Sherlock was grinning when Sean’s eyes closed. “Every time,” she whispered.
They were getting ready for bed when Savich’s cell rang.
“Savich here.”
He was quiet, listening, his expression unchanging, but Sherlock saw his eyes darken. The bad something had happened.
She looked down at her watch. It was an hour and a half short of midnight on Thanksgiving night.
Skyline Motel
El Cerrito, California
Friday, one minute after midnight
Eve looked at the cluster of cop cars surrounding the motel office, parked at all angles throughout the lot. The few motel guests were grouped together, talking, probably trying to figure out what had happened. They knew enough, Eve thought, looking at the M.E.’s white van. They just didn’t know who had shot Jerol.
After they’d spoken to Mrs. Idling, Eve and Harry had come outside, primarily to get out of the way of the El Cerrito forensic team and the M.E. She said to Harry, “I hate this. That young man is dead because he must have recognized Xu on TV. But what I don’t understand is why Xu came back to the office and shot him. Why not simply leave? Why even come to the office in the first place?”
Harry said, “Maybe Xu couldn’t be sure about him, didn’t want to chance him making a phone call. The kid was another loose end.” He watched them wheel young Jerol Idling out, already zipped into a green body bag. Savich and Sherlock and Cheney followed. They were speaking to the El Cerrito police chief, Glenis Sayers.
Eve said to Harry, “When Chief Sayers’s detectives arrived at the scene, they found the name Joe Cribbs with the license plate number that Jerol had written down for him next to it. When they matched it to the blue Honda that was stolen in Sausalito on Tuesday, they called her. Bless her, she called Cheney right away, so it’s thanks to her we’re in the mix at all.”
They watched El Cerrito police officers crowding around the chief, one of them with his arm around Mrs. Idling’s shoulders. She was plastered against him. They could hear her sobs from where they stood. Life can be snuffed out from one moment to the next, Eve thought. It was horrible and scary, and true for each and every human being on this earth.
Harry nodded. “There isn’t any doubt it was Xu. Everything fits. Mrs. Idling never saw him, but she knew a guy had paid cash to check into room two-seventeen on Tuesday. Jerol told her the guy seemed sick, favoring his arm when he checked in, said the guy seemed really out of it. The Joe Cribbs signature in the ledger is pretty illegible, as if written with the wrong hand. Remember Xu is left-handed, and he was shot in that arm. I’ll bet ballistics matches the bullet to the gun that killed Dr. Chu.”

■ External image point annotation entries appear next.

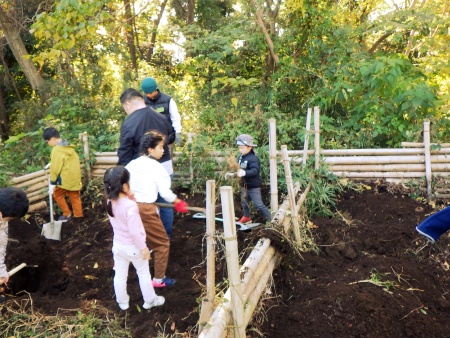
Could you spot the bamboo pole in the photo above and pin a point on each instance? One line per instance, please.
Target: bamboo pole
(374, 159)
(302, 198)
(261, 286)
(426, 143)
(273, 165)
(368, 152)
(386, 174)
(420, 144)
(308, 129)
(107, 160)
(291, 196)
(232, 256)
(35, 187)
(317, 137)
(28, 176)
(191, 169)
(385, 167)
(281, 212)
(31, 182)
(252, 270)
(87, 163)
(208, 302)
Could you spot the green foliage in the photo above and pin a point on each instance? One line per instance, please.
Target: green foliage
(95, 322)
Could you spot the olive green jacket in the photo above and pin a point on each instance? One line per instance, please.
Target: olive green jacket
(65, 170)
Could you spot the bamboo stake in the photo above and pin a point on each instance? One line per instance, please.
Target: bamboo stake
(291, 196)
(35, 187)
(191, 169)
(426, 143)
(31, 182)
(209, 301)
(317, 137)
(420, 144)
(280, 214)
(386, 174)
(232, 255)
(257, 292)
(368, 152)
(27, 177)
(255, 265)
(85, 140)
(273, 165)
(308, 129)
(37, 206)
(107, 160)
(302, 198)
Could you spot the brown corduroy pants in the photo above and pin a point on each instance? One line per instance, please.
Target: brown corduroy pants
(74, 196)
(157, 237)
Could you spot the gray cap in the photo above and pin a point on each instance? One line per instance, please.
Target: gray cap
(245, 140)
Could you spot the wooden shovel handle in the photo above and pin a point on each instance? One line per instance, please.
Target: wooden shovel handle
(16, 269)
(169, 205)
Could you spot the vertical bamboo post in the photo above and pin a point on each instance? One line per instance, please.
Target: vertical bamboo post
(273, 165)
(191, 169)
(291, 194)
(308, 129)
(317, 137)
(87, 163)
(208, 302)
(426, 144)
(232, 256)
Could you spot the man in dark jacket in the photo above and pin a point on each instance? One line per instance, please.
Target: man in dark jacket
(163, 104)
(250, 179)
(140, 119)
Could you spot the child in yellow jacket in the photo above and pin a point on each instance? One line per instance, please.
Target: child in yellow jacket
(65, 174)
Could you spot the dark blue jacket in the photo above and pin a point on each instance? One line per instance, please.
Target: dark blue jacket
(134, 127)
(250, 163)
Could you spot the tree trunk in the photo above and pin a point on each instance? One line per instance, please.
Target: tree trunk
(129, 33)
(155, 31)
(12, 34)
(3, 118)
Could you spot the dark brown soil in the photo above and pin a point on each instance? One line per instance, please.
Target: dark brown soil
(332, 293)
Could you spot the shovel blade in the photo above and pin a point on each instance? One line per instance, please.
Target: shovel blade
(52, 230)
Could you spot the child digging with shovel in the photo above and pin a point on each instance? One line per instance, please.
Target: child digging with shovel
(129, 242)
(13, 204)
(65, 174)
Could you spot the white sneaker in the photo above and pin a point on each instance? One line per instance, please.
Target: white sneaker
(158, 301)
(124, 306)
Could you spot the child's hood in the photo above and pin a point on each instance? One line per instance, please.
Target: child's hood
(65, 146)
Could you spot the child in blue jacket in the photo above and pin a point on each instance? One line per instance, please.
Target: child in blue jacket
(250, 179)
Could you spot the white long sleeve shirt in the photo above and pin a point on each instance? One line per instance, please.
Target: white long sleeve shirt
(127, 224)
(148, 178)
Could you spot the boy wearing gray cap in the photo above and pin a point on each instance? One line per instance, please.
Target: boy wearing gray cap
(250, 179)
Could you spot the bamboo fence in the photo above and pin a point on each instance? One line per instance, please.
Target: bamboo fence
(415, 161)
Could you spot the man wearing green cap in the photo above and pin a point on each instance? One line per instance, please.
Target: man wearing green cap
(163, 104)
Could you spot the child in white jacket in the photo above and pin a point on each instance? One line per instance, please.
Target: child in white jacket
(13, 204)
(129, 242)
(148, 178)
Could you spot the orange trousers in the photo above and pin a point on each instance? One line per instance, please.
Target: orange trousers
(157, 238)
(74, 196)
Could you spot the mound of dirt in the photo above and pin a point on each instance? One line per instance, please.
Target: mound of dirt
(373, 275)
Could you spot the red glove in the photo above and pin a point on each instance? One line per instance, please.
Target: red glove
(181, 206)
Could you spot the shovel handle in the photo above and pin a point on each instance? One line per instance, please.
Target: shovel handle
(169, 205)
(16, 269)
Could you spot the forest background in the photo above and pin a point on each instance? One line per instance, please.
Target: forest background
(376, 69)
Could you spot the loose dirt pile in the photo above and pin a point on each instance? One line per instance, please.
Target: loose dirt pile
(373, 275)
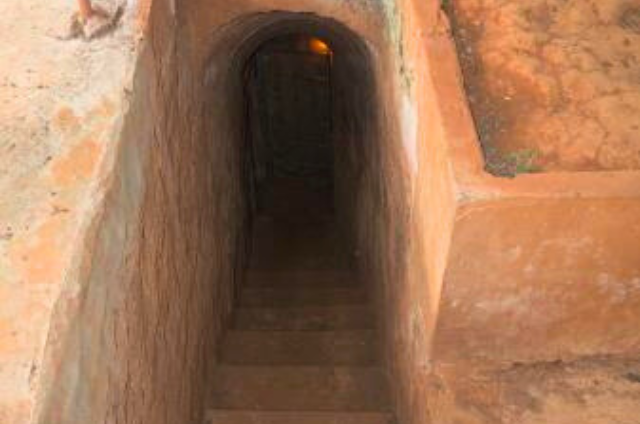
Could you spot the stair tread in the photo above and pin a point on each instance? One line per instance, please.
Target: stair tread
(309, 318)
(317, 388)
(302, 296)
(300, 348)
(221, 416)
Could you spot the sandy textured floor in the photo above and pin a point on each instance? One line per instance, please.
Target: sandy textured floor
(553, 84)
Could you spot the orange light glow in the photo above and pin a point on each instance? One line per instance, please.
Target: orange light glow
(318, 46)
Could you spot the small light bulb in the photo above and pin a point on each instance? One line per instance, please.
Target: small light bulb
(319, 47)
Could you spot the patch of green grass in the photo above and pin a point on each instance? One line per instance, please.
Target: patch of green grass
(514, 163)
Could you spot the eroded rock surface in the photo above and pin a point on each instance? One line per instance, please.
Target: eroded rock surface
(557, 80)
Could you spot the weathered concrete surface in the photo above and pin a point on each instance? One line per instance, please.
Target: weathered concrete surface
(558, 78)
(121, 215)
(59, 115)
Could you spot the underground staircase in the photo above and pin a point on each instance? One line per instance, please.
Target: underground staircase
(302, 348)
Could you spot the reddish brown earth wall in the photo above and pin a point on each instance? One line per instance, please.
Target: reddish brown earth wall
(139, 255)
(133, 344)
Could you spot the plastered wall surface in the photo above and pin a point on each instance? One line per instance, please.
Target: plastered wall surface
(122, 214)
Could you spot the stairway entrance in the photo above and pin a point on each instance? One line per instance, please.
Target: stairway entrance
(302, 347)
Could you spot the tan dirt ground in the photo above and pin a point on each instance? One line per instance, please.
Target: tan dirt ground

Eve said, “But that doesn’t help us tonight. Maybe Xu doesn’t know we’ve got him made, doesn’t know we’re looking for that blue Honda he’s driving. I wish Mrs. Idling hadn’t dismissed the shot she heard as a backfire for those precious minutes before she came over to investigate.”
Harry said, “The corker is she saw two cars skidding out of the parking lot, with the door to Mr. Cribbs’s room standing wide open.”
Eve said, “It means he was too sick to ditch the Honda, but he wasn’t too sick to call someone to the motel to help him. He’s been here a day and a half. He could have called the Chinese for help. You think that second car was driven by a Chinese connection?”
Harry shook his head. “That doesn’t sit right with me, doesn’t feel right. But you know, if not the Chinese, then who? And was that other person the one who shot Jerol?” He thought about that, but no answer stepped up. He said, “That second car, Mrs. Idling is sure it’s an older Corolla. Since there was no license plate matching it in the register, it wasn’t anyone who was staying here, legally, at the motel. If they’re smart, they’ll leave the Honda somewhere and we’ll have no way to trace them.”